Il faut être sacrément maso pour aimer le cinéma de Pialat. Maso comme pour aimer une femme, un homme, un père, une mère. Aimer à en crever et à ne pas en comprendre grand chose. Aimer à en recevoir des coups. Car chez Pialat les coups pleuvent. Physiques ou verbaux, peu importe du moment qu'ils semblent faire mal, qu'ils semblent autant cogner celui ou celle qui prend les coups que celui ou celle qui regarde la castagne en action. A nos amours déborde de ces coups, torgnoles monumentales, coups de pied et même crachats. Pratiquement tous portés envers Suzanne, jeune première prénommée Sandrine Bonnaire, qui découvre sous la caméra de Pialat les choses du sexe et des garçons qui vont avec, mais pas toujours de l'amour qui ne va pas toujours avec. Bonnaire, ce coup de foudre cinématographique qui déborde d'arrogance et d'incertitudes, entremêlées à chaque plan. Bonnaire, cet amour de Suzanne que son père – joué par Pialat lui-même - taquine sur la disparition de sa fossette gauche : « Avant tu en avais deux, elle est partie où l'autre ?/ Elle en avait marre, elle est partie elle aussi » réplique t-elle du tac-au-tac dans une scène d'une étonnante tendresse père-fille, du genre que vous vous repassez en boucle après l'avoir découvert. Une scène pleine de malice et douceur coincée entre deux insultes, égarées dans un psychodrame.
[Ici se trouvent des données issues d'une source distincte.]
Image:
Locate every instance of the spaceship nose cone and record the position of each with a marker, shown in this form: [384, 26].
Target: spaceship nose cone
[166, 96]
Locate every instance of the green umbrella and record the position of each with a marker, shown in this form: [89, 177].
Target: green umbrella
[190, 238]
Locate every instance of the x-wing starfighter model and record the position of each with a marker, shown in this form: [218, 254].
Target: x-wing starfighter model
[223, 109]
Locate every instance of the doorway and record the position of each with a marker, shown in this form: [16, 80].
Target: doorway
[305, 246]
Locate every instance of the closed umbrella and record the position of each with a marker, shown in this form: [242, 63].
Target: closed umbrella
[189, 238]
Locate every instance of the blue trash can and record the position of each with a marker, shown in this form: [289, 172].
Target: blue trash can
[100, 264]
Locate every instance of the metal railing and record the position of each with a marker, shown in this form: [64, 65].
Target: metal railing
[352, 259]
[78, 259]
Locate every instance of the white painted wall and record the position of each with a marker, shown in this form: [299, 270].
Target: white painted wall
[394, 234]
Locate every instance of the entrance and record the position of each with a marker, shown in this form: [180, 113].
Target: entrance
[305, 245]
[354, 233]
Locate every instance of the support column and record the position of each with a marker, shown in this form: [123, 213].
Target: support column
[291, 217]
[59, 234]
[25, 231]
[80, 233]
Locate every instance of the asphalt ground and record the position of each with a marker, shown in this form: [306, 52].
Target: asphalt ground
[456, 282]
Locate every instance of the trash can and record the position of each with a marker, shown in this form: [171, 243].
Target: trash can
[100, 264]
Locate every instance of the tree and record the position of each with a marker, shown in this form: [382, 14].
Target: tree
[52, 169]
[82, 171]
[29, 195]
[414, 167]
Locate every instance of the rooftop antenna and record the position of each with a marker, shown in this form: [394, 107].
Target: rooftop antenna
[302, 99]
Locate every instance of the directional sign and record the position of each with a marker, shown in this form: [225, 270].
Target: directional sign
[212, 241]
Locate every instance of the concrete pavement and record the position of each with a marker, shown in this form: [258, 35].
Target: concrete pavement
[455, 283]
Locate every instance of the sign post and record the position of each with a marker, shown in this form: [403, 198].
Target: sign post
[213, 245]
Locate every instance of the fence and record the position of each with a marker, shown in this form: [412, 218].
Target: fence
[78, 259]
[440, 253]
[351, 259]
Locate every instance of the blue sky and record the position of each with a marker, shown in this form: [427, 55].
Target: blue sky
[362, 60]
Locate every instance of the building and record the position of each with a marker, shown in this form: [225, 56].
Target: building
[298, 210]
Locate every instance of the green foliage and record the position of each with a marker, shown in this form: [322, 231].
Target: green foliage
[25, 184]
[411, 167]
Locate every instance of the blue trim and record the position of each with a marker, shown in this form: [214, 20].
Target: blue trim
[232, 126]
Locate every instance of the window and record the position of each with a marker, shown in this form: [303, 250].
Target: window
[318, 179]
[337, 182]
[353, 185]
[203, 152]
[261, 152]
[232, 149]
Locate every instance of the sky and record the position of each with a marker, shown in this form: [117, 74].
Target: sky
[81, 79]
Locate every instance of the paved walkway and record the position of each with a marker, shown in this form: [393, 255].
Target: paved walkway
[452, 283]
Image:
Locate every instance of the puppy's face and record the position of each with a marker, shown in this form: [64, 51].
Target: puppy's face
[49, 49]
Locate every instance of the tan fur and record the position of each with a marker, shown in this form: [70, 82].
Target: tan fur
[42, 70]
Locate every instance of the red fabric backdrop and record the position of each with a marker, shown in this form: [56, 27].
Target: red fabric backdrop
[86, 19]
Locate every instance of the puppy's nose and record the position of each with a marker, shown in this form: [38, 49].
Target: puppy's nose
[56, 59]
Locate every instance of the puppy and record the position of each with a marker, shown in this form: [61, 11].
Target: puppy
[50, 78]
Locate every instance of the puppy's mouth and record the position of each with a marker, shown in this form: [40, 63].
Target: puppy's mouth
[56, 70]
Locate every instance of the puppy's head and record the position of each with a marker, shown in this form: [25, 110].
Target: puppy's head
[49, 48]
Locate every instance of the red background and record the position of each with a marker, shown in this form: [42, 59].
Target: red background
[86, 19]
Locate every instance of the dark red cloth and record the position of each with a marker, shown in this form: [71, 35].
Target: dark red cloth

« - Le pouvoir de l'argent, n'est-ce pas mademoiselle Suzanne ? Tu es comme eux ?
- Non, mais...
- Mais en ce moment qui a raison, où tu es ?
- Bah je suis là, je suis avec personne, je suis avec moi-même c'est tout, mais je suis là quand même »
Contrairement à tout un pan du cinéma français, le cinéma de Pialat échappe à la mélancolie maladive, à la patine agréable et faussée du temps. Mais toi, devant lui tu n'échappes pas à la torgnole que tu mérites de temps en temps. Lui faire face c'est s'imposer un choix capital : l'aimer ou le détester. Comme cette histoire de Palme d'or des années plus tard qui déclencha un tollé, un pour ou un contre mais jamais un entre deux. Le cinéma de Pialat nous évoque la médiocrité des êtres, et principalement la nôtre à l'accepter ou à en être. Au cœur de ces résignés, il y a « la fossette et les ratiches » de la Bonnaire, pas tout à fait résignée, elle, plutôt cafardeuse et incertaine, perdue dans la confusion de ces désirs et de ceux des grands qui n'ont n'en plus, qui se sont résignés dans tous les angles possibles de la vie. Peut-être qu'un jour, elle choisira un camp, le camp de l'intégrité et de son vieux ours bougon et attachant de père. Après visionnage, Pialat nous donne envie d'en faire partie.